TDs to take three-month holiday this summer

Richard Boyd-Barrett. Photo: Tom Burke

Kevin Doyle, Cormac McQuinn and Barry Lennon

Fianna Fáil and Fine Gael are on a collision course over Taoiseach Enda Kenny's plan to allow TDs take almost three months off over the summer.

Mr Kenny told his TDs last night the Dáil will go into recess on July 7 and will not sit again until mid-September.

This is despite the fact a new Government was only formed on May 6, more than three months after the Dáil was dissolved for the General Election. The Fine Gael parliamentary party heard that due to repair works to be carried out on Leinster House over the summer, they would not have to be back for sittings until mid-September.

However, Fianna Fáil leader Micheál Martin has indicated that his party may not support the minority government on the issue.

"It's a surprise because it hasn't been communicated to me. I think it's too early and it's too long," he said.

Mr Martin said he will be having "further discussions" on the matter with other parties "and the Government as well".

He said he had spoken to the Ceann Comhairle and the Clerk of the Dáil two weeks ago and they indicated that the Dáil would rise in the middle of July "around the 18th".

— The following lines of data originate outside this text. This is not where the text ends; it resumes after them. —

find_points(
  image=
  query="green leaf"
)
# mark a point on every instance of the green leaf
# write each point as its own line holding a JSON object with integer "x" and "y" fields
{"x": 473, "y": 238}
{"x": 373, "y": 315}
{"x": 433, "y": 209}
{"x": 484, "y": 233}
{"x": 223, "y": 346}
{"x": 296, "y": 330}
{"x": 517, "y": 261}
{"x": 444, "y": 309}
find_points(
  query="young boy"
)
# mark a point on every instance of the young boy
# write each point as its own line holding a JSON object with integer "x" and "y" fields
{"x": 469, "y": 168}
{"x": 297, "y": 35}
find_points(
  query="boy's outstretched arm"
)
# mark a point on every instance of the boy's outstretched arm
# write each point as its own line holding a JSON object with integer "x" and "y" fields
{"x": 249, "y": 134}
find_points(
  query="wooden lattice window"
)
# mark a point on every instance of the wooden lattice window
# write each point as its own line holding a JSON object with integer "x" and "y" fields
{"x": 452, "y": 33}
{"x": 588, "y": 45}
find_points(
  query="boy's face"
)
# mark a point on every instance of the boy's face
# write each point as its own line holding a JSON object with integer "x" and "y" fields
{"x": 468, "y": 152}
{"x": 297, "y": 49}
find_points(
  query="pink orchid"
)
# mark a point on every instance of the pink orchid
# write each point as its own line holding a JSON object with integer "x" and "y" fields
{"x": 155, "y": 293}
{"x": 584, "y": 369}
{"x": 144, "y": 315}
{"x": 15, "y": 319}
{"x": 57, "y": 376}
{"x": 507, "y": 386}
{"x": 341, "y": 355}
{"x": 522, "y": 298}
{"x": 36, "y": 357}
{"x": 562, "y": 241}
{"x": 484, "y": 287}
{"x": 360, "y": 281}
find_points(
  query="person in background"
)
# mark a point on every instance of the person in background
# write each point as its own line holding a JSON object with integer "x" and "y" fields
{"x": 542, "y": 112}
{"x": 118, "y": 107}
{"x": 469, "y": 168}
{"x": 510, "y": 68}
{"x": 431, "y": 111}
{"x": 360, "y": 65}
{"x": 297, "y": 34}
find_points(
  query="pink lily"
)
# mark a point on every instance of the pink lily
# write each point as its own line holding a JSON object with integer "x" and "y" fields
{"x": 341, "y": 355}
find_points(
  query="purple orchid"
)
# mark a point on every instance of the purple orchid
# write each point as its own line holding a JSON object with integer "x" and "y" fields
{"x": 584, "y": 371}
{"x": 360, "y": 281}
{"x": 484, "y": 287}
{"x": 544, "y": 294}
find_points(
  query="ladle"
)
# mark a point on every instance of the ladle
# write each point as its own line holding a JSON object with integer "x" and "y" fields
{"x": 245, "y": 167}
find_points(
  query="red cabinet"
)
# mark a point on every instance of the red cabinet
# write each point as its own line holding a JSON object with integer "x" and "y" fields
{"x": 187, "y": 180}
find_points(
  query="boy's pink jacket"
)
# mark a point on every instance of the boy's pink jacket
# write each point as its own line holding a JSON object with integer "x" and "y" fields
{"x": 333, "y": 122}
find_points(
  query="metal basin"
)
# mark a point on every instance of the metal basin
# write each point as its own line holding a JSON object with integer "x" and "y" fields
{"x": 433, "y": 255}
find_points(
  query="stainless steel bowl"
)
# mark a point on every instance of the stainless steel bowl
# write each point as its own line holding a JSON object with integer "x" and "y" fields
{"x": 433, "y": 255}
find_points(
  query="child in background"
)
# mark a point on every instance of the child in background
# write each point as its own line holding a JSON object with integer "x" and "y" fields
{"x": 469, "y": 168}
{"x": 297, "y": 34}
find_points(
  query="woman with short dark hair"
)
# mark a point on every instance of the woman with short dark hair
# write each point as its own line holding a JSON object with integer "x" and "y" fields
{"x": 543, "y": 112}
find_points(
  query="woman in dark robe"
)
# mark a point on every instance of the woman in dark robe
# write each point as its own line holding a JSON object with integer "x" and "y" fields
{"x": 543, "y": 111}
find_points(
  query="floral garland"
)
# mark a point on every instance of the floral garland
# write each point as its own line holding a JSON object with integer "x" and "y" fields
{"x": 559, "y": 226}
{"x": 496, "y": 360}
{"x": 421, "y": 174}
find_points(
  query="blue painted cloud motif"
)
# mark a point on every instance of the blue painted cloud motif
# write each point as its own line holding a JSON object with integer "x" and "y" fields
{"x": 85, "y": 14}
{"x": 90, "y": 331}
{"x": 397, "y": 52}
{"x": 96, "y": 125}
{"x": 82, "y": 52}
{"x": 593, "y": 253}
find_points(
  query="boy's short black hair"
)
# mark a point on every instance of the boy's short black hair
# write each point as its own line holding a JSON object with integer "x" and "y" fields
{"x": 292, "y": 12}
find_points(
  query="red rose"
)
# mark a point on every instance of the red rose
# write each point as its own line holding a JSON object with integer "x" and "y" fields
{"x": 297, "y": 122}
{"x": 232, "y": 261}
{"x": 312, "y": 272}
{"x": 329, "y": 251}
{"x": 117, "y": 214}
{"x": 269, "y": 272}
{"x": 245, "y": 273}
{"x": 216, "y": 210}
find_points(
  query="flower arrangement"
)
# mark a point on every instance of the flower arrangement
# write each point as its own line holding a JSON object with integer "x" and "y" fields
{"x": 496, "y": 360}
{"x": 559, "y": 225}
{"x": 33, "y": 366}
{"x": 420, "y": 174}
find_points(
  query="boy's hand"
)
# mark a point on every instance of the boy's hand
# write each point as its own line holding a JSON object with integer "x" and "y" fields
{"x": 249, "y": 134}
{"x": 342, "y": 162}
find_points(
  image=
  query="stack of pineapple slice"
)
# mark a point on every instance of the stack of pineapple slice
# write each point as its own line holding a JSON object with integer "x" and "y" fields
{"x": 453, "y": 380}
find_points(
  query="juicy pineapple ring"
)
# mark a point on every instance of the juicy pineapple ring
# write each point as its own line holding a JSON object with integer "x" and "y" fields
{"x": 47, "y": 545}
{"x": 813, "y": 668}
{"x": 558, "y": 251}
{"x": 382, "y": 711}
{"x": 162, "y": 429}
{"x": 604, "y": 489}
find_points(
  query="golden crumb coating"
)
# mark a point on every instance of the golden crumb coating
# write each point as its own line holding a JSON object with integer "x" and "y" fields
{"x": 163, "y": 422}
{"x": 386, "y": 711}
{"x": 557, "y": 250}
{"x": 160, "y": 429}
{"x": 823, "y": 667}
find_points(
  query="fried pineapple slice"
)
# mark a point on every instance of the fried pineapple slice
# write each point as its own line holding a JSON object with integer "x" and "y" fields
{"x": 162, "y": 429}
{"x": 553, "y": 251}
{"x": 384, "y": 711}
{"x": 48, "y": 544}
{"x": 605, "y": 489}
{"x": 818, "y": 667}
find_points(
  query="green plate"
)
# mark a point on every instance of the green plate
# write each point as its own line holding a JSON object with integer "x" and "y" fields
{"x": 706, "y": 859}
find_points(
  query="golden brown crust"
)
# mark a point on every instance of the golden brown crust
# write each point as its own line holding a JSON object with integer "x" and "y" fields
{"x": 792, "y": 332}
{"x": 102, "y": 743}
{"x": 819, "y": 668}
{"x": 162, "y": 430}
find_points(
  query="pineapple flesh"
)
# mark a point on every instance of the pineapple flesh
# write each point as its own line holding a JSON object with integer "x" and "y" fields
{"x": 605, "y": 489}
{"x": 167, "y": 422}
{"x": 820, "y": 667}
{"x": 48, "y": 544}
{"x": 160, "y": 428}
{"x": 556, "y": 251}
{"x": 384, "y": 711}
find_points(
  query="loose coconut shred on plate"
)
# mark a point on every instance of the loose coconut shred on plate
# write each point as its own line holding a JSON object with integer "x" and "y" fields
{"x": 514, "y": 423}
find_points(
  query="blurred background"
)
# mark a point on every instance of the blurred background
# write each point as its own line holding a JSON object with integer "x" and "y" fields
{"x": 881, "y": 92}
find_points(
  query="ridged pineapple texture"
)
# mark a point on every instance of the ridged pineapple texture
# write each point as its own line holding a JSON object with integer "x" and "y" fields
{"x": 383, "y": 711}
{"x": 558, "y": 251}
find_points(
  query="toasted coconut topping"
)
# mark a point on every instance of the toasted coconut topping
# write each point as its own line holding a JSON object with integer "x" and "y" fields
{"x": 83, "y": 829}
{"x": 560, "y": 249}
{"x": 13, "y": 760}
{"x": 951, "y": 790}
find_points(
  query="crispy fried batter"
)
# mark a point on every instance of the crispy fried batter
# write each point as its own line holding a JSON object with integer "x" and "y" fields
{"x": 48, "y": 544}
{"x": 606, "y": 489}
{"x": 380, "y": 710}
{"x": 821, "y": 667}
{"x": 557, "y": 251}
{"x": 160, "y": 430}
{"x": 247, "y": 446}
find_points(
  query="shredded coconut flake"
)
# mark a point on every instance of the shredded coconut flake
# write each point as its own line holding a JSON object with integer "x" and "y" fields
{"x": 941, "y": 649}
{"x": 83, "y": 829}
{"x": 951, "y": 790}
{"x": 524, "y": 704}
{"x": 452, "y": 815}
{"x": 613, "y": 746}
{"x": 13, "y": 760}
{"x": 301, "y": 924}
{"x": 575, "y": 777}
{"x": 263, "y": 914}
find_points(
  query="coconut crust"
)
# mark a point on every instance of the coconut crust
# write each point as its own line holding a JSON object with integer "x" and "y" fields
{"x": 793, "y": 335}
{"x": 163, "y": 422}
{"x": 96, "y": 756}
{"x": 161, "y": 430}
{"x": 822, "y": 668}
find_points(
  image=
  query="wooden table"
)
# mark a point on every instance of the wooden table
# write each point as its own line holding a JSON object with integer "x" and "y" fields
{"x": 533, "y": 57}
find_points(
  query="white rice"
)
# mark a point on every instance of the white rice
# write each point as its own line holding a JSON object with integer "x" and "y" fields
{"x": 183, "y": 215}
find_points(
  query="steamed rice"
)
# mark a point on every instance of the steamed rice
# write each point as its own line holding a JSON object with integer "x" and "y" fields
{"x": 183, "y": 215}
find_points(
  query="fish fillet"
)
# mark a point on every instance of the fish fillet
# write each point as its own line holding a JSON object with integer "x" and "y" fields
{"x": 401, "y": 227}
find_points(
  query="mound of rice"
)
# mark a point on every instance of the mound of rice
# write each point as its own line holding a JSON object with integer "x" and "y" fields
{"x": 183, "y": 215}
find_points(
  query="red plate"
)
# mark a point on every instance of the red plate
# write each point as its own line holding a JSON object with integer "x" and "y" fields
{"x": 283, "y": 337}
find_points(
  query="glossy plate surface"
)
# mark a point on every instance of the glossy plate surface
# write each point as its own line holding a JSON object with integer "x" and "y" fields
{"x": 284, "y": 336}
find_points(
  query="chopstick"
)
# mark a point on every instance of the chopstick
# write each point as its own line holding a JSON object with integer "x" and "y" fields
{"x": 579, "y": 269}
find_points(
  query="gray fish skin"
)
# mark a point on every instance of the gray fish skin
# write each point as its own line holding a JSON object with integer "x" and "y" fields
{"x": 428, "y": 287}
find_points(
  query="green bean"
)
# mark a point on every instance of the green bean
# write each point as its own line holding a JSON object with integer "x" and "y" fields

"The clerk did explain about the structural problems with the old part of Leinster House. From his perspective it required urgent remedial works in terms of securing it," Mr Martin added.

Fianna Fáil did help the Government win a vote on water charges in the Dáil last night, by abstaining on amendments made to a Sinn Féin motion.

It was the first time, apart from the election of the Taoiseach and ministers, that Fine Gael needed the help of Mr Martin's party to win a Dáil vote.

The Sinn Féin motion sought the immediate abolition of water charges and Irish Water.

But the Government won the vote by 59 to 38.

The Anti-Austerity Alliance's Richard Boyd-Barrett attacked Fianna Fáil for abandoning its "General Election promises" to scrap the body.

He said the motion specifically matched the wording of Fianna Fáil's pre-election pledges.

Earlier, outside Leinster House, Paul Murphy criticised a number of Independent TDs in Government in front of 200 anti-Irish Water around protesters.

"We already know the motion is unlikely to pass because political forces who were voted on a platform to end water charges and Irish Water are going to vote against or abstain," Mr Murphy said.

"That goes for John Halligan, that goes for Katherine Zappone, that goes for Finian McGrath and that goes for Fianna Fáil."

Public Expenditure Minister Paschal Donohoe hit out at Opposition TDs for tabling the bill.

"There has to be evidence of a new attitude to make new politics work... This (vote) is nothing about water, nothing about water services."

He said the motion was "the worst of old politics masquerading as something new".